<91>Trotz alten Schäden und dem tragen Hang
Der Großen geht die Welt zwar ihren Gang,
Allein ein Teil der Schuld trifft doch den König,
Geschieht fürs Wohl des Staats so bitterwenig!

Genug des Spotts! Ich schone meinesgleichen.
Kann mich allein der Tadel nicht erreichen?
Bin ich denn immer voller Wachsamkeit?
Gibt Umsicht jeder Arbeit das Geleit?
Gibt's nicht auch Tage, wo der Geist erschlafft,
Unfähig ist und ohne Schaffenskraft,
Wo ich das Ganze nicht vor Augen habe
Und kaum der Dinge Oberfläche streife?
Du siehst, wie ich beschämt ans eigne Herz mir greife!

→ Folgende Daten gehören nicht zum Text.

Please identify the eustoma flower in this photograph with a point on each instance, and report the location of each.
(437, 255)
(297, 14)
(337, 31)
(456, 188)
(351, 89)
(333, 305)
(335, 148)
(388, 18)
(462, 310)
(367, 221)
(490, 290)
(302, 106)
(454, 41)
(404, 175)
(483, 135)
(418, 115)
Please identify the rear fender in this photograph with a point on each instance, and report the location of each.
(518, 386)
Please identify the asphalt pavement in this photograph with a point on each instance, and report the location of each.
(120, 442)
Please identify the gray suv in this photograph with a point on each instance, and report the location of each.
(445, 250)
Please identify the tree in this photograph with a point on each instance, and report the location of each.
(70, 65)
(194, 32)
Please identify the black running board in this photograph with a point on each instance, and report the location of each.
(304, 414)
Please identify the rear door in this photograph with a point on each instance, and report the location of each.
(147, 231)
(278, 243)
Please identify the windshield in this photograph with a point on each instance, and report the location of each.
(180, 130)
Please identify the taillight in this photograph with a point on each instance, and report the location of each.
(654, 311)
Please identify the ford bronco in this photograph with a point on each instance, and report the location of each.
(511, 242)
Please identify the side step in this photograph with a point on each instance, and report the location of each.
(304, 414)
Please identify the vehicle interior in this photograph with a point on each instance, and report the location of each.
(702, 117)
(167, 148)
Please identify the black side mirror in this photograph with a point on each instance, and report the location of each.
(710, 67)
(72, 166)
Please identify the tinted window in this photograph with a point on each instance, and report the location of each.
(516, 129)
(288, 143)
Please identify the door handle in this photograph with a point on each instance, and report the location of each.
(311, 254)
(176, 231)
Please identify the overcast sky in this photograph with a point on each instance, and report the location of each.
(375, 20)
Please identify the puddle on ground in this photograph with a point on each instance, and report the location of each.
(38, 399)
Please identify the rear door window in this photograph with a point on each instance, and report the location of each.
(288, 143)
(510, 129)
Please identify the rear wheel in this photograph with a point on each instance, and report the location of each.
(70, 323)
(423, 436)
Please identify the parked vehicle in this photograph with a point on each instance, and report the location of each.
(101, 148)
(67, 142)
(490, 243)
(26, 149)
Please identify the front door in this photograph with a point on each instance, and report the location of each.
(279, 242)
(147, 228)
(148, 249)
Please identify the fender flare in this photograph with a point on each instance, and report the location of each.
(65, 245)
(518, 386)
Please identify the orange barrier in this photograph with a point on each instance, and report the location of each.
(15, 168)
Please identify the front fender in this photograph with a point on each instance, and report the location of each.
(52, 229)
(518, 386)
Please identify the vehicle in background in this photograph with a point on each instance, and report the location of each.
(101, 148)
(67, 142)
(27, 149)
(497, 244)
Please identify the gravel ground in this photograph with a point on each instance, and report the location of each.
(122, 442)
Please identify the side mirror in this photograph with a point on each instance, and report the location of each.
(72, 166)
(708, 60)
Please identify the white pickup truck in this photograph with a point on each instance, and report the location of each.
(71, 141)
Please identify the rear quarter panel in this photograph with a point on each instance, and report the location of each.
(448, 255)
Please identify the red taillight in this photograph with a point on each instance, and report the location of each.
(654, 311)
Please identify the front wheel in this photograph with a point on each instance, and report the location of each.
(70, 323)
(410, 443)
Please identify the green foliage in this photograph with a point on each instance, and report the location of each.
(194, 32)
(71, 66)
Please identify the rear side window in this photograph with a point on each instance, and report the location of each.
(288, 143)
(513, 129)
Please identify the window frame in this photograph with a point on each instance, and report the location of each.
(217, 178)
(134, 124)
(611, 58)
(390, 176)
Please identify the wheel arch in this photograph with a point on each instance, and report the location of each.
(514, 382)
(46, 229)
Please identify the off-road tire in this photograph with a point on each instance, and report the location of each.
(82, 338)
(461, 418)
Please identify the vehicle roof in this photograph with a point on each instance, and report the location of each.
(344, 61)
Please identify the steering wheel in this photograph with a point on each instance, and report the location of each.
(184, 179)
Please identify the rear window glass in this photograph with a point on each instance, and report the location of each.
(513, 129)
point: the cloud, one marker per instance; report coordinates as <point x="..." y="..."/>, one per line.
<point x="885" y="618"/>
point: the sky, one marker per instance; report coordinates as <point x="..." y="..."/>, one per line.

Leben ist Handeln; Ruhe ist im Grabe.
Hat uns die flücht'ge Zeit nicht offenbart,
Daß kurz das Leben uns bemessen ward,
Daß man kein Ding dem Morgen überlassen,
Nein, die Gelegenheit beim Schopfe fassen
Und jeden Tag mit Taten füllen soll?
Umsonst droht uns die Parze frühen Tod;
Lang wird das Leben, ist es tatenvoll.
Drum nutzen wir die Macht in unsren Händen,
Um unsren Nächsten Gutes zuzuwenden:
Das sei des Daseins oberstes Gebot!
Der Seele Fruchtbarkeit ist unbeschränkt:
Sieh den Orangenbaum, der allezeit
Von Bluten strotzt und voller Früchte hängt,
Ein steter Vorwurf unsrer Lässigkeit!

Doch wenn ich auch das Wort der Tatkraft rede,
So wähne nicht, ich ließe mich betören
Von Brauseköpfen, die den Frieden stören,
Die ihre Unrast treibt zu Krieg und Fehde!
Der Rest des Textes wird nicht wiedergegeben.